Net Neutrality Plan Looks Like Internet Regulation for Regulationís Sake

Genuine fears of derailing the technology sector have reduced the FCC to hedging on regulations for their own sake

It’s difficult to make much sense from Federal Communications Commission Chairman Julius Genachowski’s “modified” network neutrality regulations. In his remarks on his new proposal, issued December 1 and expected to come to FCC vote December 21, Genachowski praises the way the technology coupled with market-based incentives have created the rich and diverse Internet experience consumers enjoy today. Yet for all his confidence that the Internet isn’t broken, he can’t refrain from offering a fix.

The network neutrality principle calls for Internet Service Providers (ISPs) like AT&T, Comcast and Verizon to keep their hands off data traffic as it crosses their networks, treating all those bits and bytes the same no matter what applications they carry.

The FCC has had certain network neutrality guidelines in place since 2005, generally to prevent ISPs from blocking access to web sites. Last year, however, Genachowski proposed adding a controversial “non-discrimination” corollary to the existing rules: meaning ISPs could not prioritize any form or data, including their own, on their networks.  

While Genachowski at the time said allowances would be made for “reasonable network management,” his proposal was vague as to exactly what quality improvement measures would be permitted to relieve network congestion and make sure certain bandwidth-hungry applications, particularly video, work like they should.
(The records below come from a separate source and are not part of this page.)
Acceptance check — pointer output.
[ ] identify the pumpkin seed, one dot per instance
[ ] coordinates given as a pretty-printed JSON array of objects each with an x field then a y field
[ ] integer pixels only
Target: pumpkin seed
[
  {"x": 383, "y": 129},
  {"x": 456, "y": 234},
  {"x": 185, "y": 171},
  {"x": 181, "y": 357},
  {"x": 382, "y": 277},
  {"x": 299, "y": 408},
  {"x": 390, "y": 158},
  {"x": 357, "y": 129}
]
Such management ensures that when consumers click on a movie download, they don’t get a jerky series of freeze-frames.

On a certain level, Genachowski understands that the Internet has evolved to a point where ISPs must have a legitimate management role, a point made repeatedly during the numerous rounds of public comments on the sweeping neutrality rules he proposed last year. The “modified” rules would essentially permit ISPs greater leeway in managing their networks to ensure quality, even allowing them to charge to do so. For example, under Genachowski’s original proposal, Comcast’s demand that Level 3, as Netflix’s service provider, pay more for network connections to cover the cost of managing the volume of video streaming from Netflix’s on-demand movie rental service, would have been considered a neutrality violation. Under the revised proposal, Comcast would likely be permitted to create a tiered fee structure. Operators of wireless networks, which have even more acute data capacity issues, stand to have even more freedom.

For consumers, this means that there is less of a chance there will be a regulatory hold-up every time an ISP tries to improve the speed at which a video or game downloads over on the Web. ISPs won’t have to ask the FCC, “Mother, may I?” every time they want to implement a new quality tool. And barriers will remain low for broadband investment and synergistic partnerships, such as those between AT&T and Apple for the iPhone and Verizon and Google for Droid devices.

Yet Genachowski’s latest proposal also begs the question as to why we need a new neutrality framework at all. Why create a non-discrimination rule only to declaw it through exceptions and qualifiers?

The answer starts with the inability of supporters of the non-discrimination rule to adequately identify any pattern of existing abuses that such a regulation would stop. In the six years of debate over net neutrality, the two documented violations were resolved within the current regulatory or market environment: one via FCC fine and the other by bilateral agreement.  Meanwhile, amid the threat of greater regulation in 2009, AT&T’s capital expenditures dropped to $17 billion that year from $20 billion in 2008 as investors tightened their purse strings. Comcast’s capital expenditures dropped to $5 billion from $5.5 billion over the same period. Verizon’s stayed flat at $17.5 billion. In the past two quarters, with the FCC signaling it may pursue a less draconian regulatory route, these numbers have begun to pick up. Yet they validate the argument that broader regulations will do real economic harm to address a phantom problem.

Still, technocrat that he is, Genachowski wants it both ways. In the first half of his remarks on the proposal, Genachowski speaks to the importance of allowing the marketplace to guide evolution of the Internet and its diverse applications, free of a central controlling authority.  Yet in the second half, he makes a rather convoluted case that the FCC’s own central authority is necessary to preserve this decentralized landscape.

Genuine fears of derailing the U.S. technology sector have reduced the FCC to hedging on regulations for their own sake. Are new rules that change nothing new rules at all? Logically speaking, no. The trouble is any government regulatory framework invites problems in terms of unintended consequences for consumers, corporate rent-seeking and misdirected investment. Down the line, these apparently toothless rules may grow incisors sharp enough to bite. This could take the form of protracted regulatory proceedings and lawsuits, which would hurt consumers because they would hold up needed investment and improvements. The FCC has all but admitted network neutrality rules will be harmful to all if not diluted to the point of ineffectiveness. It should stop its handwringing and just let the issue go.

Steven Titch is a policy analyst at Reason Foundation.